Figure 1. Generation of TMEM95 deficient mice.

(A) Structure prediction of TMEM95 protein (left) using IZUMO1 (right) as template, created by SWISS-MODEL software. (B) Tmem95 KO allele generated following CRISPR-mediated edition. CRISPR target sequence and PAM are depicted in blue and purple letters, respectively. (C) The deletion of 10 bp altered Tmem95 ORF. Large letters indicate the aminoacid sequence corresponding to the codons (DNA sequence) shown in smaller letters below. (D) Western Blot images for TMEM95, IZUMO1 and β-tubulin proteins from protein extracts from WT or KO sperm. Graph on right indicates the abundance of IZUMO1 in WT and KO extracts. (E) Immunocytochemistry images of KO and WT sperm stained with an antibody against TMEM95 and the acrosomal stain PNA. TMEM95 localized to the acrosomal cap in acrosome intact sperm and in the equatorial segment after acrosome reaction. (F) Immunocytochemistry images of acrosome intact (upper images) or reacted (lower images) WT sperm stained against IZUMO1 and TMEM95. Both proteins relocalize to the equatorial segment following acrosome reaction.

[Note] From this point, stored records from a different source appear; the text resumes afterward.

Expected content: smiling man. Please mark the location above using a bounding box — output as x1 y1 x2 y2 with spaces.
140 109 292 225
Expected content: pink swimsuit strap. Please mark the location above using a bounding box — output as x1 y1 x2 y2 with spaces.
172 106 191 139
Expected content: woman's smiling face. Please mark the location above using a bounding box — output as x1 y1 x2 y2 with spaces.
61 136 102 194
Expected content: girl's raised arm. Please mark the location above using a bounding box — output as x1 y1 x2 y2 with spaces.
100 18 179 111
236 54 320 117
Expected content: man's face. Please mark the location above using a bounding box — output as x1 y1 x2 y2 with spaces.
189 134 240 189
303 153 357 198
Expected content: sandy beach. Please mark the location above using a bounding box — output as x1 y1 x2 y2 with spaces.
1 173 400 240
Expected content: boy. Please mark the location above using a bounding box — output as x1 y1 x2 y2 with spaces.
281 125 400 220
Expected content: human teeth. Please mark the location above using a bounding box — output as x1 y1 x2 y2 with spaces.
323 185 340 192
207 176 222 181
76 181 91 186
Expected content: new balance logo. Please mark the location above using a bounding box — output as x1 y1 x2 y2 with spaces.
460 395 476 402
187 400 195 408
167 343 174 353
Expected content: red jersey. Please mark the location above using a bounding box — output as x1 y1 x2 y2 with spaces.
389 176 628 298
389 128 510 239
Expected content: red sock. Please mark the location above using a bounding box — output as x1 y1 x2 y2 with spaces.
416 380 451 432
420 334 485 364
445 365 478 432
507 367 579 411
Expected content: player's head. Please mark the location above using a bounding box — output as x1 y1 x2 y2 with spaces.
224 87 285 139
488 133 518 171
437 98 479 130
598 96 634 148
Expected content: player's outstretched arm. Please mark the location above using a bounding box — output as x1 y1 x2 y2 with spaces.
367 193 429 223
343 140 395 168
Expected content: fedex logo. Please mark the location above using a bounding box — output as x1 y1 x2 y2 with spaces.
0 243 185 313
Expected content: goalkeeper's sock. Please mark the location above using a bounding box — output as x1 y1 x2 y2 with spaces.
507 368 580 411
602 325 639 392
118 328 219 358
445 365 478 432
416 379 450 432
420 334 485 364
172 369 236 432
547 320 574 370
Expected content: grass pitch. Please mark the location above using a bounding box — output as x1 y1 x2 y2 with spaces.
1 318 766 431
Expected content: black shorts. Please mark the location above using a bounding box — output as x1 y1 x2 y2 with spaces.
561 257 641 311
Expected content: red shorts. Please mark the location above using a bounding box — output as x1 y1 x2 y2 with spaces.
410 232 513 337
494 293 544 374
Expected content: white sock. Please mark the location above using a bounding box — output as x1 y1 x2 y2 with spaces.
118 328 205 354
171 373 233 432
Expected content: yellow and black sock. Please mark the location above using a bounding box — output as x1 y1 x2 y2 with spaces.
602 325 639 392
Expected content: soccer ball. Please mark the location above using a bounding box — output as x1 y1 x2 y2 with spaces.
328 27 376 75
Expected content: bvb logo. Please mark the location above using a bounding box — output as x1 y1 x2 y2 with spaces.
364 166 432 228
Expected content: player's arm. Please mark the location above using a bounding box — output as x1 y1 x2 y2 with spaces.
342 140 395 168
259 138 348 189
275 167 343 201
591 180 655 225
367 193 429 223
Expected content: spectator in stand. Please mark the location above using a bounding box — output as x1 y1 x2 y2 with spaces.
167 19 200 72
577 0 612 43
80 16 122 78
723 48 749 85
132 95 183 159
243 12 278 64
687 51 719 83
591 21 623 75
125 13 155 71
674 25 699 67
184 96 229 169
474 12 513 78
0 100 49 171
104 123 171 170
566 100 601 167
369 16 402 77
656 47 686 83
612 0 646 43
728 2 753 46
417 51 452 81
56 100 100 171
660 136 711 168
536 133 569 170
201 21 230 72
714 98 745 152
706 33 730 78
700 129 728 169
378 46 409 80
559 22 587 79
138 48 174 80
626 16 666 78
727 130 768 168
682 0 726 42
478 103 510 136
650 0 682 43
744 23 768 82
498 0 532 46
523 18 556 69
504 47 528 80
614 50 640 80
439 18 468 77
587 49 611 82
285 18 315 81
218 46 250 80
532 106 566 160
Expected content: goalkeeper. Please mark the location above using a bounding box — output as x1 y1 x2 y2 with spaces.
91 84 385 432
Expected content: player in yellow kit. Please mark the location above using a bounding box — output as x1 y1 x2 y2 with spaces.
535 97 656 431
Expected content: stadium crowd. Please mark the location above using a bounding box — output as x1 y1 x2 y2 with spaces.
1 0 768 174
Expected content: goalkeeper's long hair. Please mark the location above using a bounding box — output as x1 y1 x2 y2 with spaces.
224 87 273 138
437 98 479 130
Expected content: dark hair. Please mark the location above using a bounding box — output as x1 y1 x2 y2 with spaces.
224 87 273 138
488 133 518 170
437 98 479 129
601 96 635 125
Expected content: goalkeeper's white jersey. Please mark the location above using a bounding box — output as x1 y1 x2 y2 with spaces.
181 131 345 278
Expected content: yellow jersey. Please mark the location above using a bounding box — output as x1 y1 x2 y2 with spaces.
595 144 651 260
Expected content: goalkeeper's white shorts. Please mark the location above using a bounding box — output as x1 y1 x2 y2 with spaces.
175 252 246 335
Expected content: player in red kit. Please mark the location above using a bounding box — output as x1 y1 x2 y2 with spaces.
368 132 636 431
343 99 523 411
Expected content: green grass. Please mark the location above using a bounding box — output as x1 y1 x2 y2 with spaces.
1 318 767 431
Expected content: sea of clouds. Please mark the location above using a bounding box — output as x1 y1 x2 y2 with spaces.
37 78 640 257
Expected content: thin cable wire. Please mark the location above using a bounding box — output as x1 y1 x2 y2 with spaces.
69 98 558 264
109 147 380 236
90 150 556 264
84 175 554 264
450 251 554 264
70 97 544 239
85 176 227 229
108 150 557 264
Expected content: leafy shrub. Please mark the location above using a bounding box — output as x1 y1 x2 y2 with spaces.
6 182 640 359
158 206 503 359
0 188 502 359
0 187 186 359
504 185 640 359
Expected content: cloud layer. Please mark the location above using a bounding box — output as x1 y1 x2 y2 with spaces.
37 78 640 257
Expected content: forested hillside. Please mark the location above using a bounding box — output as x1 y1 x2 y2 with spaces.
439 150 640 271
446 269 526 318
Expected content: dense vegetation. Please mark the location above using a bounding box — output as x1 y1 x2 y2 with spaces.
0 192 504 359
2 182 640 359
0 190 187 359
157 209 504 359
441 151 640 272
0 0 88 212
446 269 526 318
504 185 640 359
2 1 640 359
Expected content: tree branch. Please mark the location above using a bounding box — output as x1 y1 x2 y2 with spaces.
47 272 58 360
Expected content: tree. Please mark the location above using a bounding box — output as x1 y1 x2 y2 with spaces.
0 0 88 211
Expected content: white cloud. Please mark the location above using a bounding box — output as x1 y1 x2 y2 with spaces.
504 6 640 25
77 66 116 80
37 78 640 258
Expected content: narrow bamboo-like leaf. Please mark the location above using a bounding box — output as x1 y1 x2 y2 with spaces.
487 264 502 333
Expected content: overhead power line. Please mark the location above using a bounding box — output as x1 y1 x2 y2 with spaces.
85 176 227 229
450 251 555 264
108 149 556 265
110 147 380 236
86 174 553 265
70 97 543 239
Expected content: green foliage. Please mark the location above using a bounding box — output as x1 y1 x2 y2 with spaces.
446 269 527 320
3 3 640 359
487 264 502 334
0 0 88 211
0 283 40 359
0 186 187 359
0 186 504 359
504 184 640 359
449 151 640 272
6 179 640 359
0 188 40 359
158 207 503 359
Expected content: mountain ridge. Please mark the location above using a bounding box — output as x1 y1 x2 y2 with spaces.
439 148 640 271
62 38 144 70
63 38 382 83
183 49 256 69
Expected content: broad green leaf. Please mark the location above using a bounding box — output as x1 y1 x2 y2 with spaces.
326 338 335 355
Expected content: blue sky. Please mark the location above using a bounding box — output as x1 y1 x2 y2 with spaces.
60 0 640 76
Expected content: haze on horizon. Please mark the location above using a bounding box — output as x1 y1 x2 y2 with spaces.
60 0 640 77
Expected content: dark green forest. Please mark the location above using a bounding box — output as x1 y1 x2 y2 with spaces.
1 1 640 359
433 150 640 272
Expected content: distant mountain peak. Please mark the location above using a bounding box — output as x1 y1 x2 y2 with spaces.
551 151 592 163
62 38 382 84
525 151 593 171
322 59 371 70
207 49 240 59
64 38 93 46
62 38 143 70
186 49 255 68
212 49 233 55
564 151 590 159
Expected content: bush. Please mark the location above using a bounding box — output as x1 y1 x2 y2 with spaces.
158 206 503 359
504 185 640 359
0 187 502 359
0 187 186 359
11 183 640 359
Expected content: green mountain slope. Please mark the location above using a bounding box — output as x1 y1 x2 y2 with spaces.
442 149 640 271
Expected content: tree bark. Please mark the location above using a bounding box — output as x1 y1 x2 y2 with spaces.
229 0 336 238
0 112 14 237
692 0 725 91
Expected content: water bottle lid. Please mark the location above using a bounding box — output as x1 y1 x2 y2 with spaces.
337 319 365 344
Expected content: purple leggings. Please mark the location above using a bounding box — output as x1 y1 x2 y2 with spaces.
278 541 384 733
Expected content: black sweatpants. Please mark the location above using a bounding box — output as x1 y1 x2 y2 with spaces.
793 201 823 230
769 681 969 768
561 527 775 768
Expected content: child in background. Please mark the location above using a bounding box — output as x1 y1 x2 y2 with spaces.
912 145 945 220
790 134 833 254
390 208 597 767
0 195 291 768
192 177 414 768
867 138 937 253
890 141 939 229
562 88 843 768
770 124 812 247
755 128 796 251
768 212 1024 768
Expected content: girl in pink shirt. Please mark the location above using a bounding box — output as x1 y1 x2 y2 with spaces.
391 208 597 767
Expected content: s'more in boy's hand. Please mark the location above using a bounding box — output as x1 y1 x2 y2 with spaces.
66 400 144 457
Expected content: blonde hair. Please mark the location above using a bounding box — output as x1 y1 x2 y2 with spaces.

Figure 1—figure supplement 1. Offtarget analysis.

None of the 5 most probable off-target sites for the sgRNA used were edited, showing the same sequence as the WT. Location of the possible off-target is coloured in gray.

Figure 1—figure supplement 2. WB images related to Figure 1D.

(A) Immunoblotting of protein extracts obtained from WT and KO epididymal sperm samples following two lysis protocols. In lysis protocol #1, sperm were re-suspended in 4X reducing SDS Sample Buffer and boiled for 10 min. In lysis protocol #2, sperm were re-suspended in 1% Octyl β-D-glucopyranoside solution in PBS and incubated on ice for 30 min (Nishimura et al., 2011). Supernatants were probed with anti-TMEM95 (MyBiosource MBS7004333), anti-IZUMO1 (Abcam ab211623) or anti-β-TUBULIN (Sigma T8328) antibodies. (B) Gel electrophoresis of PCR products amplified from cDNA obtained from testis, seminal vesicle (S.V.) prostate (prost.), epididymis (epid.) or a negative control testis RNA not retrotranscribed (RT-) to detect Gapdh and Tmem95 transcripts. (C) Immunoblotting of protein extracts obtained from WT epididymal sperm, testis or accessory glands (seminal vesicle and prostate). Same antibodies than (A). (D) Uncropped images of the WB used to generate Figure 1D. (E) WB images used for the quantification of IZUMO1 and β-TUBULIN shown in Figure 1D. Four samples were used for quantification (marked with asterisk), as β-TUBULIN band on samples #4 was dispersed, leading to inaccurate quantification.

Figure 1—figure supplement 3. Acrosomal cap localization of TMEM95 and IZUMO1 and IZUMO1 relocalization in WT and KO sperm.

(A) Immunocytochemistry images of WT sperm stained with PNA and IZUMO1 antibody (upper row) or PNA and TMEM95 antibody (lower row) in the absence of permeabilizing agents. Despite the absence of permeabilizing agents (30 min fixation in 4% PFA without Triton X-100), TMEM95 and inner acrosomal (PNA) and acrosomal membrane (IZUMO1) markers were detected. (B) IZUMO1 relocates to the equatorial segment following acrosome reaction in TMEM95 KO sperm. Upper row shows one acrosome intact spermatozoon. Lower rows show WT and KO acrosome reacted sperm where IZUMO1 has relocated to the equatorial segment.